Ein Gastbeitrag von Kopekenstudent
Mein Vater mochte Fußball eigentlich nicht. Wenn aber Deutschland ein wichtiges Spiel hatte, schaute er durchaus einmal. Allerdings mit einer mir unverständlichen Motivation: lief es schlecht für die Deutschen, freute er sich. „Das brauchen die mal“ kommentierte er die sich anbahnende Niederlage.
Nun zieht unsere Familie um. Ein ganzer Hausstand zurück in die Heimat, zurück in die Nähe der Eltern. Problem: seit Tagen quält mich ein Hexenschuss.
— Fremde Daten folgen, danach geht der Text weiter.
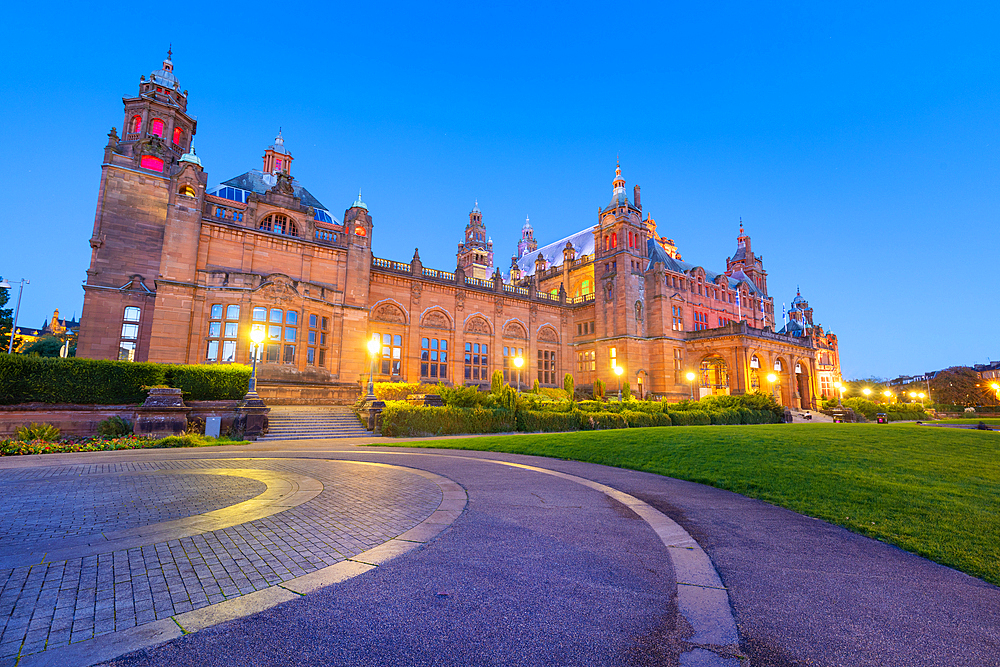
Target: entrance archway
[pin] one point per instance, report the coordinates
(714, 377)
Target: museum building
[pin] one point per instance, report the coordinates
(182, 272)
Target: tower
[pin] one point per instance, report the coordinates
(475, 255)
(527, 243)
(745, 262)
(620, 260)
(151, 194)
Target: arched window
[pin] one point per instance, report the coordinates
(279, 224)
(151, 162)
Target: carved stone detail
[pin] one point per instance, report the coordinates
(477, 325)
(436, 320)
(548, 335)
(389, 313)
(515, 330)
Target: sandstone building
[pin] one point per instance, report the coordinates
(182, 272)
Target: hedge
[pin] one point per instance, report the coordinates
(95, 382)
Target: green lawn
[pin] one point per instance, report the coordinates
(932, 491)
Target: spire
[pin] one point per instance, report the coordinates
(359, 203)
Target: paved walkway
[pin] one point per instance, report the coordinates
(551, 562)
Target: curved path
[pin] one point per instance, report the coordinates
(551, 562)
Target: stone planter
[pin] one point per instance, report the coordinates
(163, 413)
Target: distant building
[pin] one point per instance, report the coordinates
(182, 272)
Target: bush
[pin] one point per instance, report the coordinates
(98, 382)
(398, 391)
(598, 389)
(33, 431)
(114, 427)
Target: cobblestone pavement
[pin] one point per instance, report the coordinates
(46, 604)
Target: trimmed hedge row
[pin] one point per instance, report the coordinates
(97, 382)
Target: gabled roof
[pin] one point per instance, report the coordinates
(257, 181)
(583, 244)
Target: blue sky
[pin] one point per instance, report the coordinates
(858, 142)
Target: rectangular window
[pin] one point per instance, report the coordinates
(476, 362)
(509, 369)
(392, 353)
(434, 358)
(546, 367)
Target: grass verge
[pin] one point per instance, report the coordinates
(21, 447)
(934, 492)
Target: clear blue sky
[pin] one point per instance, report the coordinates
(858, 142)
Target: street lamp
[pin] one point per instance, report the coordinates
(6, 285)
(373, 347)
(256, 337)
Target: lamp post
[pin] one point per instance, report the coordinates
(6, 285)
(373, 347)
(256, 336)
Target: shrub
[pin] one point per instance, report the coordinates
(496, 382)
(33, 431)
(114, 427)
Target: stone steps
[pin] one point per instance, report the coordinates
(313, 423)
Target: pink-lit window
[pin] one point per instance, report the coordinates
(151, 162)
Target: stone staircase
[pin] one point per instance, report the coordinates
(310, 422)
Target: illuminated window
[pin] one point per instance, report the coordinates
(279, 224)
(130, 334)
(151, 162)
(434, 358)
(546, 367)
(392, 353)
(509, 369)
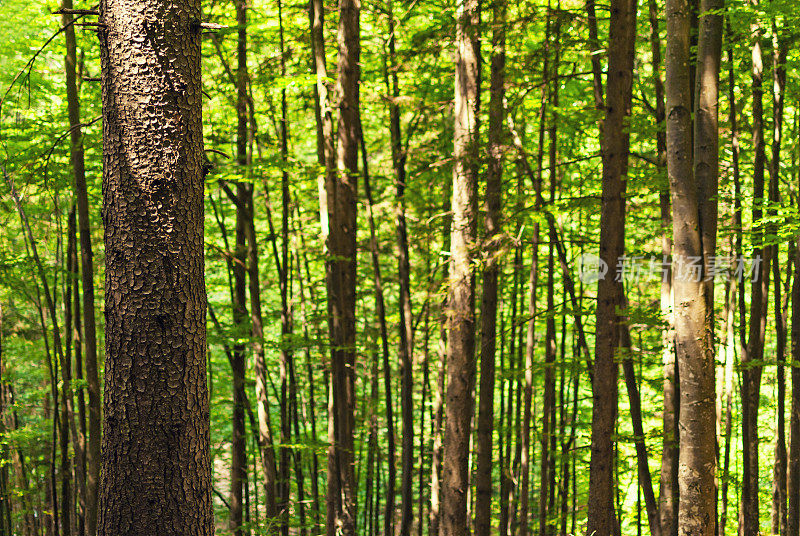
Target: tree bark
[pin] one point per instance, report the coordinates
(693, 183)
(341, 276)
(156, 474)
(461, 298)
(87, 274)
(752, 359)
(602, 518)
(492, 243)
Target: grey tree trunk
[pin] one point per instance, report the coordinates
(602, 519)
(459, 404)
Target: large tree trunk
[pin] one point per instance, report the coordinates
(156, 474)
(793, 479)
(493, 222)
(461, 298)
(87, 275)
(341, 274)
(615, 147)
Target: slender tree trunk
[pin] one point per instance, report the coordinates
(779, 513)
(793, 479)
(156, 466)
(87, 274)
(67, 505)
(461, 297)
(492, 243)
(406, 345)
(438, 399)
(668, 480)
(286, 355)
(754, 354)
(601, 516)
(341, 275)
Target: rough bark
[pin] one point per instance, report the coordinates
(89, 341)
(601, 514)
(341, 275)
(461, 298)
(693, 183)
(156, 474)
(492, 243)
(752, 359)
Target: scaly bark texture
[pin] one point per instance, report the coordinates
(341, 275)
(461, 299)
(602, 520)
(156, 474)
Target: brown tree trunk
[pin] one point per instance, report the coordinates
(406, 345)
(668, 479)
(779, 513)
(156, 474)
(693, 183)
(461, 298)
(341, 275)
(793, 480)
(87, 274)
(601, 516)
(754, 354)
(239, 289)
(492, 243)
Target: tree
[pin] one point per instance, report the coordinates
(461, 299)
(156, 473)
(341, 193)
(602, 519)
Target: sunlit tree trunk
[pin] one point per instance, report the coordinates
(601, 515)
(459, 404)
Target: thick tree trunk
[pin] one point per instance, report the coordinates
(492, 242)
(341, 274)
(156, 474)
(693, 184)
(461, 298)
(601, 516)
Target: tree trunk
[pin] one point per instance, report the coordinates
(406, 345)
(693, 187)
(492, 243)
(87, 275)
(601, 516)
(793, 480)
(341, 275)
(461, 298)
(779, 513)
(156, 474)
(239, 289)
(754, 354)
(668, 480)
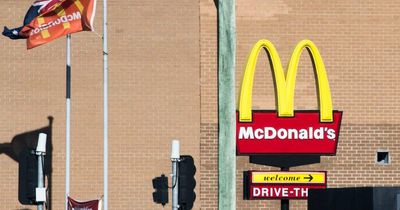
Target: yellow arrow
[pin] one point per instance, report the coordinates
(289, 177)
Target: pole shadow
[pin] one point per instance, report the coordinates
(28, 140)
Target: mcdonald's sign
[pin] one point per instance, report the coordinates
(65, 17)
(286, 131)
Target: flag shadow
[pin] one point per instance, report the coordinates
(28, 140)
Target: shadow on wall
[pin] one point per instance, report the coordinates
(28, 140)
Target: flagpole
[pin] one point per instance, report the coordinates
(105, 104)
(68, 121)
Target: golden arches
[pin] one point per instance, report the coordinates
(285, 85)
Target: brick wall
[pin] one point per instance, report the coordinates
(358, 41)
(163, 85)
(154, 97)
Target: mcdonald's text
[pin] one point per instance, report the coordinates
(248, 133)
(58, 21)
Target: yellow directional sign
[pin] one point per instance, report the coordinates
(288, 177)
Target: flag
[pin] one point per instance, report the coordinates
(38, 7)
(47, 20)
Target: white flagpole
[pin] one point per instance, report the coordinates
(68, 120)
(105, 104)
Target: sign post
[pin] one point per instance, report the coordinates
(226, 105)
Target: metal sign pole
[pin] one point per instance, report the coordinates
(68, 121)
(226, 105)
(175, 159)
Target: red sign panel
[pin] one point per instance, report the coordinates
(301, 134)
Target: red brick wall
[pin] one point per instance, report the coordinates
(358, 41)
(154, 97)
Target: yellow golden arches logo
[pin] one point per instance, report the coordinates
(285, 85)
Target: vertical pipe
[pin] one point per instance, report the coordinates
(68, 121)
(175, 155)
(175, 184)
(40, 178)
(105, 104)
(226, 105)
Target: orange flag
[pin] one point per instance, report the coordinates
(65, 17)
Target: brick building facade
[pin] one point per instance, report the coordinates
(163, 85)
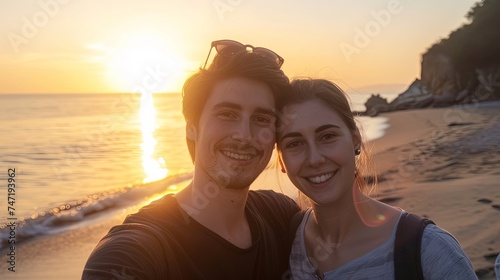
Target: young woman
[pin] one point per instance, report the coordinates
(346, 234)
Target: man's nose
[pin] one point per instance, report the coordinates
(243, 132)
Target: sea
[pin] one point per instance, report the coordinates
(68, 158)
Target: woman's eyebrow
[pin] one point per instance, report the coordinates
(291, 134)
(325, 127)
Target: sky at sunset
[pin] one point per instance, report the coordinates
(101, 46)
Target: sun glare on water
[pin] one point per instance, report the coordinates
(153, 168)
(144, 63)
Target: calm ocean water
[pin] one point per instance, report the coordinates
(76, 155)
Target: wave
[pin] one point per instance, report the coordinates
(74, 213)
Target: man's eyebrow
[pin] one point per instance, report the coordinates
(260, 110)
(265, 111)
(325, 127)
(227, 105)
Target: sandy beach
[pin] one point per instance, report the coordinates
(445, 164)
(440, 163)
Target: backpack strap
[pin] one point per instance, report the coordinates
(295, 222)
(407, 262)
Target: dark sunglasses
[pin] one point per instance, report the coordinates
(228, 48)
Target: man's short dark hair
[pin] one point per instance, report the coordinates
(199, 86)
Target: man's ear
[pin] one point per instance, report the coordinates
(281, 164)
(191, 131)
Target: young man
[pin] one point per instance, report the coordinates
(215, 228)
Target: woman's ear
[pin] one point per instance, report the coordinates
(191, 131)
(281, 164)
(356, 140)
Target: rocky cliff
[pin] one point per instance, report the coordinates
(463, 68)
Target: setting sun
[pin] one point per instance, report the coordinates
(144, 63)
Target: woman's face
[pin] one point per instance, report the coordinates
(317, 151)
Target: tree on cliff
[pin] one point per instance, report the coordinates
(467, 63)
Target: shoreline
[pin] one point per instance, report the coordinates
(421, 171)
(443, 163)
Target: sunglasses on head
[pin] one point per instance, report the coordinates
(228, 48)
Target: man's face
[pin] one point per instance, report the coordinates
(234, 138)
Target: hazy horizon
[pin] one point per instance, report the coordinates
(64, 46)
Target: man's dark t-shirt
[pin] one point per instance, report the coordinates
(162, 241)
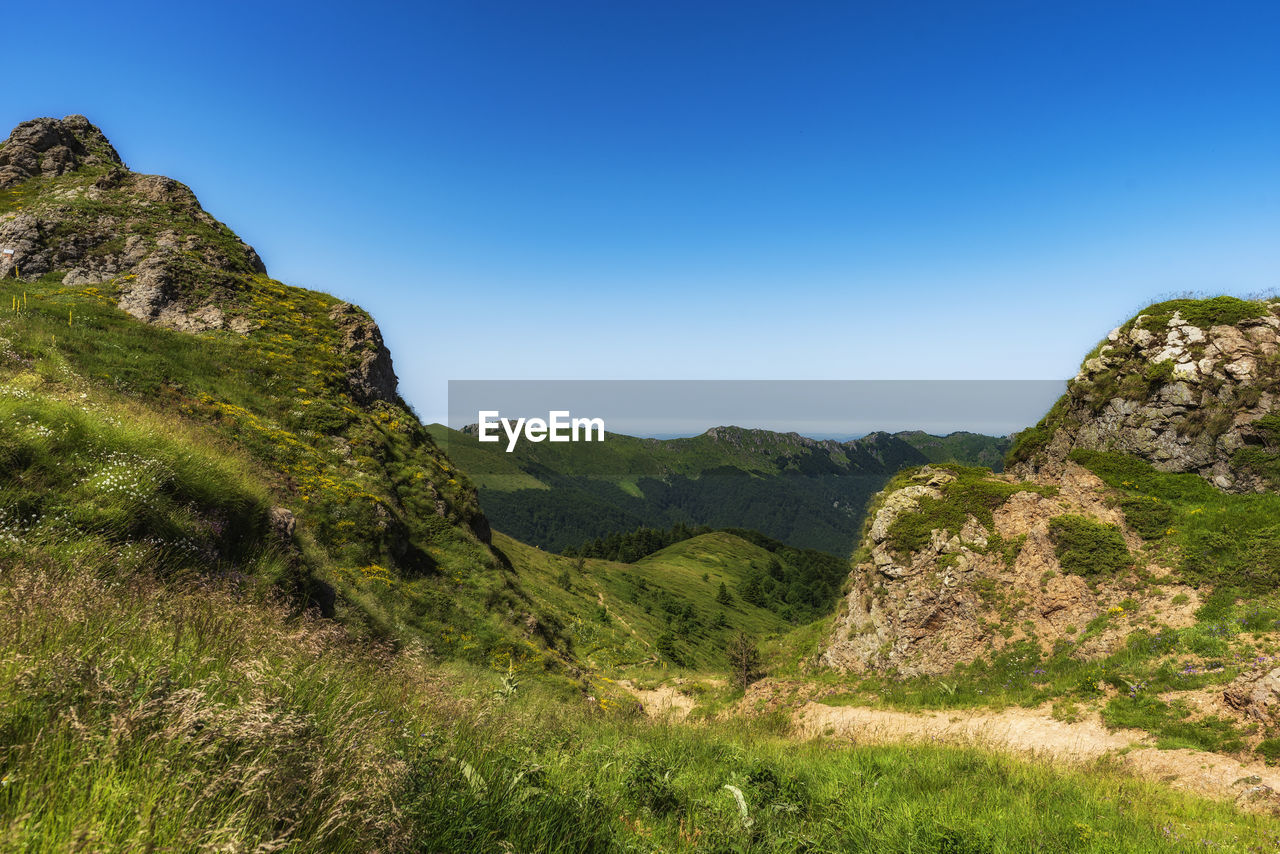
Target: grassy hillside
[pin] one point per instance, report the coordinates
(961, 447)
(659, 612)
(140, 715)
(804, 492)
(248, 606)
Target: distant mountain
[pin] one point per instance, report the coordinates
(965, 448)
(808, 493)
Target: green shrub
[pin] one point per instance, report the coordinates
(1087, 547)
(972, 493)
(1147, 515)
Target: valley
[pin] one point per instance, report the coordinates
(250, 602)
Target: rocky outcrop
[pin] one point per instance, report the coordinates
(1179, 387)
(99, 224)
(370, 375)
(51, 147)
(973, 592)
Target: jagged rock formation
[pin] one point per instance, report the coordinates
(53, 147)
(144, 236)
(1185, 386)
(371, 377)
(973, 592)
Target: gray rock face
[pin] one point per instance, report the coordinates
(1182, 397)
(53, 147)
(956, 598)
(146, 236)
(371, 377)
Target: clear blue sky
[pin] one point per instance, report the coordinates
(703, 190)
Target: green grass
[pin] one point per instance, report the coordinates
(662, 594)
(147, 716)
(383, 512)
(1171, 724)
(1214, 538)
(972, 493)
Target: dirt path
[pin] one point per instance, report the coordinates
(1028, 733)
(664, 700)
(1033, 733)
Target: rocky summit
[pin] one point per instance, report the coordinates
(76, 209)
(1187, 386)
(1091, 534)
(146, 242)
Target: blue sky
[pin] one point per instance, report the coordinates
(703, 190)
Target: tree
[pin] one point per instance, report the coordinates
(744, 660)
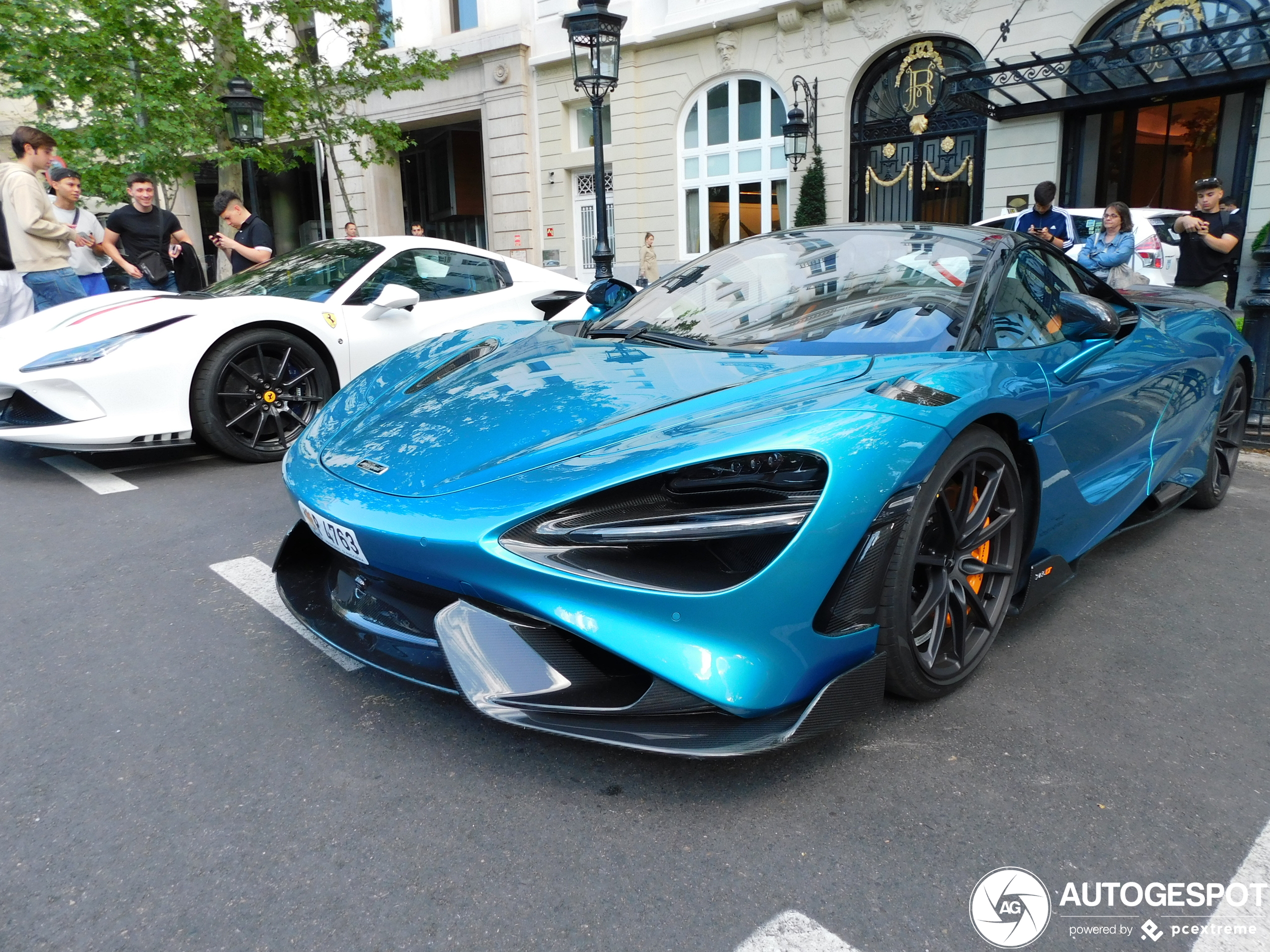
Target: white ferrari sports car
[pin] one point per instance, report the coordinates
(247, 363)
Am neuen Ort haben wir noch keine Freunde. Ich rief bei Zeitarbeitsfirmen an: Vermittlung an Privat sei nicht möglich. Ich rief in der örtlichen Kirchgemeinde an: alle potenziellen Helfer seien im Urlaub. Es gäbe aber ein paar Migranten aus Afghanistan und Syrien… Und natürlich rief ich bei meinen Eltern an. Mein Vater, den ich um nichts Schweres bitten wollte, erwiderte, er müsse an dem Tag den Rasen mähen und hätte eigentlich überhaupt keine Zeit. Andere Helfer fielen ihm nicht ein. Wer jung sei, habe Arbeit und könne deshalb auch nicht helfen, sagte er. Ich meinte, man müsse mir ja nicht den ganzen Tag helfen. Zwei Stunden am Abend würden genügen. So hätten wir es früher doch auch gemacht: nach der Arbeit zu jemandem hingefahren und ihm geholfen. Mein Vater antwortete, es sei eben nicht mehr, wie früher.
Aus der Fremde zurück ziehen wollten wir schon länger. Bereits vor drei Jahren hatten wir eine schöne Wohnung gefunden. Der Besitzer der Wohnung ging bei meiner Mutter in Behandlung. Ich bat meine Mutter, einmal in unserem Sinne anzufragen. Meine Mutter wollte nicht. Mit dem Besitzer könne man schlecht reden, meinte sie. Ich bat meinen Vater, meine Mutter zu bitten, dennoch einmal mit dem Besitzer zu sprechen. Mein Vater erwiderte kühl, er glaube nicht, dass meine Mutter für mich den Bittsteller machen werde. Wir kamen nie an den Besitzer heran. Die Wohnung ging an jemand anderen. Und wir zogen nicht in diese Stadt, nicht zu meinen Eltern, nicht mit unseren Kindern zu deren Großeltern.
Als Jugendlicher wusste ich lange nicht, wozu ich auf der Welt war. Alle mir bekannten Berufe interessierten mich nicht. Die Familie sah in mir einen Ingenieur. Oder einen Beamten. Vorstellungen, vor denen mir grauste. Mit 19 hatte ich es dann. Ich wollte Musiker werden. Wollte an der Hochschule die Aufnahmeprüfung versuchen.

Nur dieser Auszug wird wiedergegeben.